Con il termine biogas si intende una miscela di vari tipi di gas (per la maggior parte metano, dal 50 al 80%) prodotto dalla fermentazione batterica in anaerobiosi (assenza di ossigeno) dei residui organici provenienti da rifiuti, vegetali in decomposizione, carcasse in putrescenza, liquami zootecnici o fanghi di depurazione, scarti dell'agro-industria. L'intero processo vede la decomposizione del materiale organico da parte di alcuni tipi di batteri, producendo anidride carbonica, idrogeno molecolare e metano (metanizzazione dei composti organici).

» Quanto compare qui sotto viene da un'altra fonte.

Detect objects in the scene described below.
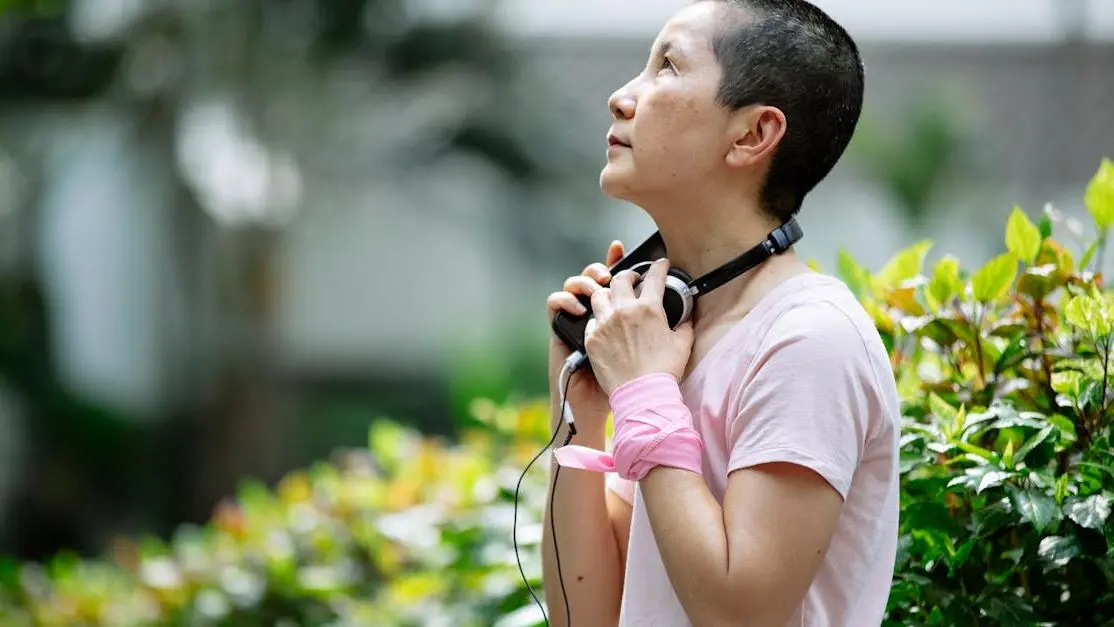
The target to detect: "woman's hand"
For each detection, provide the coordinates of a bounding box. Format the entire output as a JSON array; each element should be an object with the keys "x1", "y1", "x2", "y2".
[
  {"x1": 546, "y1": 242, "x2": 624, "y2": 437},
  {"x1": 585, "y1": 259, "x2": 693, "y2": 395}
]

Il biogas si forma spontaneamente. Le discariche di rifiuti urbani ne sono quindi grandi produttori, visto che normalmente il 30-40% del rifiuto è appunto materiale organico; tale gas deve essere captato per evitarne la diffusione nell'ambiente e può essere utilizzato per la produzione di energia elettrica. A titolo di esempio, da una discarica di circa 1.000.000 metri cubi che cresce di 60.000 m3 ogni anno, si possono estrarre quasi 5,5 milioni di metri cubi di biogas all'anno (oltre 600 m3 ogni ora).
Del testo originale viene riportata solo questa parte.